Over a million developers have joined DZone.
{{announcement.body}}
{{announcement.title}}

The Snake and the Horse: How Wallaroo's Python API Works With Pony

DZone's Guide to

The Snake and the Horse: How Wallaroo's Python API Works With Pony

One of the lead developers behind this open source big data platform goes through a little bit of how his team designed this platform.

· Big Data Zone ·
Free Resource

How to Simplify Apache Kafka. Get eBook.

Introduction

Welcome to our continuing series on building Wallaroo.

Our goal with Wallaroo is to relieve developers of the burden of writing reliable, scalable distributed applications so that they can focus on the code that matters to the business.

We think that this is an incredibly powerful vision, which brings with it a unique set of challenges, so we want to lift the curtain and share with the developer community how we went about building various components of Wallaroo.

This week, the Python API ...

When we started building Wallaroo we decided to write it in Pony. Pony is a great language and we all really enjoy working with it every day, but the fact is that most programmers don't know Pony. They want to be able to leverage their existing knowledge of other languages to build data processing systems. For that reason, we built APIs for Go and Python; folks can write the stream processing logic in these languages, using the libraries that they already know. We have already written about the APIs, but this blog post will dive into the details of how we implemented the Python API.

How Wallaroo Works

Wallaroo is based on some core concepts.

  • State - Accumulated result of data stored over the course of time.
  • Computation - Code that transforms an input of some type In to an output of some type Out (or optionally None if the input should be filtered out).
  • State Computation - Code that takes an input type In and a state object of some type State, operates on that input and state (possibly making state updates) and optionally producing an output of some type Out.
  • Source - Input point for data from external systems into an application.
  • Sink - Output point from an application to external systems.
  • Decoder - Code that transforms a stream of bytes from an external system into a series of application input types.
  • Encoder - Code that transforms an application output type into bytes for sending to an external system.
  • Pipeline - A sequence of computations and/or state computations originating from a source and optionally terminating in a sink.
  • Application - A collection of pipelines.
  • Topology - A graph of how all sources, sinks, and computations are connected within an application.

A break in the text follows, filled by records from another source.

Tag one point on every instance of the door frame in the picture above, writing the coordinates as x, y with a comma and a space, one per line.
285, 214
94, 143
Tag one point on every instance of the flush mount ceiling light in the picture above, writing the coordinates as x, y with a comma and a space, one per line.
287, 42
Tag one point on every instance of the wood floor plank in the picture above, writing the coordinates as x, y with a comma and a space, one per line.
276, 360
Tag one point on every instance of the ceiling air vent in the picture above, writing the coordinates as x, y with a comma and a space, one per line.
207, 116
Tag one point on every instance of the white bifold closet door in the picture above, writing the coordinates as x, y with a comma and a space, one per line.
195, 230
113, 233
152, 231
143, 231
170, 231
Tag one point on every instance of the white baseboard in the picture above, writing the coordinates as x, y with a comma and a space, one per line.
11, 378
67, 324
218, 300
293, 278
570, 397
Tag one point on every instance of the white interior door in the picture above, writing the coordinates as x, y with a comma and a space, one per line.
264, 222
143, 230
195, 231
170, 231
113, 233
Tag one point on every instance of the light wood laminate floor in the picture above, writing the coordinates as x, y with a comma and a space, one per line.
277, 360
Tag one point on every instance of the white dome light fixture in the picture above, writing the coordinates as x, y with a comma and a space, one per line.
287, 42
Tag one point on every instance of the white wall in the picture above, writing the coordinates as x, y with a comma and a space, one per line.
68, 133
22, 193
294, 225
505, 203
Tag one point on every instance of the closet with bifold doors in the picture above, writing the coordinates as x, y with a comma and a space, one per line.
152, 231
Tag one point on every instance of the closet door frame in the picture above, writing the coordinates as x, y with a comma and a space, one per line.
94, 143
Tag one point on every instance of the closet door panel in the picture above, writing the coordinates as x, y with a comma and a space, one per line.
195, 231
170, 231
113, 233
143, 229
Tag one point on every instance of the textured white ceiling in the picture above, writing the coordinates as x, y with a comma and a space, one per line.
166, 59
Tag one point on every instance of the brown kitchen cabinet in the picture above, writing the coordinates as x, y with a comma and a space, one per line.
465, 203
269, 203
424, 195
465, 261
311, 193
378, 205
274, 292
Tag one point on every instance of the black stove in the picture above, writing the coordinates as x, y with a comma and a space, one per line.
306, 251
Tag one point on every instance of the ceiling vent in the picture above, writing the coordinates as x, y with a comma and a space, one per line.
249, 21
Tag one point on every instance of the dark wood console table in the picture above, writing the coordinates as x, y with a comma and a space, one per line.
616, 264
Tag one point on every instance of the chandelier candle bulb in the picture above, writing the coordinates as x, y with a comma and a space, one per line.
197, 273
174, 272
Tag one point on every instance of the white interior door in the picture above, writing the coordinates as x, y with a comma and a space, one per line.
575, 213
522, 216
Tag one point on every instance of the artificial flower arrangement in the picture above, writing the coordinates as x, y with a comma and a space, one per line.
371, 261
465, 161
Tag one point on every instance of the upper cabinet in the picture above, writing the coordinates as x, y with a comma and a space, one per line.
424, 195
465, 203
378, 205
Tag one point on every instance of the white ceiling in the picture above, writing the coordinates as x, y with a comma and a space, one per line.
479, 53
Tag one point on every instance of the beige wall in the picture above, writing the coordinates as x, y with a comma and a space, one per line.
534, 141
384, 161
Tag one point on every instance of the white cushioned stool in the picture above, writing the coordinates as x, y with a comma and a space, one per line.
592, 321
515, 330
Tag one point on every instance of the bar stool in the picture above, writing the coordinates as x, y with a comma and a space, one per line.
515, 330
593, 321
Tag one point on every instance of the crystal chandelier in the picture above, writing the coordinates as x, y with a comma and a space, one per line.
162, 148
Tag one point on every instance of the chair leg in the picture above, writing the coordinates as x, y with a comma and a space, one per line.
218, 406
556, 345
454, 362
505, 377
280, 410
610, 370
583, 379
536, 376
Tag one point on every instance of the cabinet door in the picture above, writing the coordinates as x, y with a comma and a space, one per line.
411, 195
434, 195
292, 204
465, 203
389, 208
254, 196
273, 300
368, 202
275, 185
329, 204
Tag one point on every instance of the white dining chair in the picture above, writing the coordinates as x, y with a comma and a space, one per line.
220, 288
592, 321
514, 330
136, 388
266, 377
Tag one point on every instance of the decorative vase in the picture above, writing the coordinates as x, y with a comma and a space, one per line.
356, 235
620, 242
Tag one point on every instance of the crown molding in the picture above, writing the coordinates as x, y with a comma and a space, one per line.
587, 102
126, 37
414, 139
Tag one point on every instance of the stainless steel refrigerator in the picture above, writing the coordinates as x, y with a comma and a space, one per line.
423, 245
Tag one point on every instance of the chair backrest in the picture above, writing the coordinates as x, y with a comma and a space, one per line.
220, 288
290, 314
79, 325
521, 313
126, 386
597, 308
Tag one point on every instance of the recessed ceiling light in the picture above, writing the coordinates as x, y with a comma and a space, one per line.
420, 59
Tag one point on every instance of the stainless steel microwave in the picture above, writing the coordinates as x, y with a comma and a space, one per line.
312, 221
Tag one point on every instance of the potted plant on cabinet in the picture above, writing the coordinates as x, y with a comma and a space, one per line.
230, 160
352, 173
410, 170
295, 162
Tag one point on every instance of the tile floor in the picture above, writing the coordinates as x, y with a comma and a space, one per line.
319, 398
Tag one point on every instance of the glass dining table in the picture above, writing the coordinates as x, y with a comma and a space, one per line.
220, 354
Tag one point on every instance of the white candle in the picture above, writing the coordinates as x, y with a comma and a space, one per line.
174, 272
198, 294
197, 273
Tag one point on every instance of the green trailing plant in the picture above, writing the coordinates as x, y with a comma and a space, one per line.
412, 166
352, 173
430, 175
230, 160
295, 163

Wallaroo manages the interactions between these components so that developers can write application code without thinking about where data lives or how to get it there; scaling an application horizontally is completely transparent to the developer.

Machida: A Home for Wallaroo Python API Applications

In order to run Wallaroo Python API applications, you use a program called Machida. Machida is a generic Wallaroo application that runs Python code in an embedded Python interpreter. It uses Pony objects that wrap the Python object; when methods on the Pony objects are called they call the corresponding methods of the Python objects via Python's C API. In the rest of this article, we will learn about how these pieces fit together.

The Pony API

It isn't documented, but there's actually a Pony API that can be used to write Wallaroo applications directly in Pony. You can see examples of Pony applications here. The Pony API provides interfaces and traits that the application developer uses to build their application. For example, here's a computation that is part of the application that converts temperatures from Celsius to Fahrenheit:

primitive Multiply is Computation[F32, F32]
  fun apply(input: F32): F32 =>
    input * 1.8
  fun name(): String => "Multiply by 1.8"

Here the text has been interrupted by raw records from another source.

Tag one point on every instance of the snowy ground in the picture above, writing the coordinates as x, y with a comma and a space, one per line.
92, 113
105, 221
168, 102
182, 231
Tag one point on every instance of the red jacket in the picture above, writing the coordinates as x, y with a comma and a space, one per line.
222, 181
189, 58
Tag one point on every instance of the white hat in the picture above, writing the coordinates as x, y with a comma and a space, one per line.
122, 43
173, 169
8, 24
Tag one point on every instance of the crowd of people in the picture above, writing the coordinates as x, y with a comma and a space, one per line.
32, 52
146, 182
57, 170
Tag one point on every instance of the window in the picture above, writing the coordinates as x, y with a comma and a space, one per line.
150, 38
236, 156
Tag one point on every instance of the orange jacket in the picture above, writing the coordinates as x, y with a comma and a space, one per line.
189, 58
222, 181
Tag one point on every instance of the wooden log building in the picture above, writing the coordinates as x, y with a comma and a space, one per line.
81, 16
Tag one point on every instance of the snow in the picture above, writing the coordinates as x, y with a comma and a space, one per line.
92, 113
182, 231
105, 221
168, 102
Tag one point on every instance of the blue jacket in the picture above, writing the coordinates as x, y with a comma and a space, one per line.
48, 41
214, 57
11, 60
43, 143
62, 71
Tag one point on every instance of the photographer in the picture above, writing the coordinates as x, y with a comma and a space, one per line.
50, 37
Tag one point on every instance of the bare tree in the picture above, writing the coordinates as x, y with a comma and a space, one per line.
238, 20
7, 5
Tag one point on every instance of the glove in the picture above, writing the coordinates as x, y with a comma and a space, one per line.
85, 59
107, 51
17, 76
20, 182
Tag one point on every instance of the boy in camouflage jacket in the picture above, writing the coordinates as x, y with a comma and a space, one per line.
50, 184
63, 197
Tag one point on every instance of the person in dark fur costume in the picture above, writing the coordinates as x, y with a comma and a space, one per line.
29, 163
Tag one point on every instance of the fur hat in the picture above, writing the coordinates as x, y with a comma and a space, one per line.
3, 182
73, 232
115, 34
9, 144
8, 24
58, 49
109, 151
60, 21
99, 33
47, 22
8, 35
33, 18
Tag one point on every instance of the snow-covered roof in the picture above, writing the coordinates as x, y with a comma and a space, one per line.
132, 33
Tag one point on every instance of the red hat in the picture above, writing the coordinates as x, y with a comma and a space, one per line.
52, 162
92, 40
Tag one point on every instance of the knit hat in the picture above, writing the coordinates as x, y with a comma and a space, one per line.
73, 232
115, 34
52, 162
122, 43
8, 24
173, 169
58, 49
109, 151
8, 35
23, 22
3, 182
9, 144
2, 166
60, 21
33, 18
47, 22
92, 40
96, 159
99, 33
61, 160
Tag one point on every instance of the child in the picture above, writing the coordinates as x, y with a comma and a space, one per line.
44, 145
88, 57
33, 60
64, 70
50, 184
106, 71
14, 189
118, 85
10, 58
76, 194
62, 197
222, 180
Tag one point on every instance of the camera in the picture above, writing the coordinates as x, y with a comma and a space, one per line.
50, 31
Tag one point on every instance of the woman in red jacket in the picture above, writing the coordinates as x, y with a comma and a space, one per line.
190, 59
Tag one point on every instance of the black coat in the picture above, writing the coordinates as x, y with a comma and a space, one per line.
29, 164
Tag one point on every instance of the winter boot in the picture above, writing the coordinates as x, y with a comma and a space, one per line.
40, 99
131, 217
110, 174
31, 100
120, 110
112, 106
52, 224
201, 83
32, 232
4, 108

It implements the Computation interface that is defined like this:

interface Computation[In: Any val, Out: Any val] is BasicComputation
  fun apply(input: In): (Out | Array[Out] val | None)
  fun name(): String

Writing a Wallaroo application using the Pony API involves defining classes specific to your application that implement the interfaces that Wallaroo provides and then telling Wallaroo which pieces are connected to each other. Our Python API takes advantage of this Pony API to wrap calls to Python code inside Wallaroo Pony API classes.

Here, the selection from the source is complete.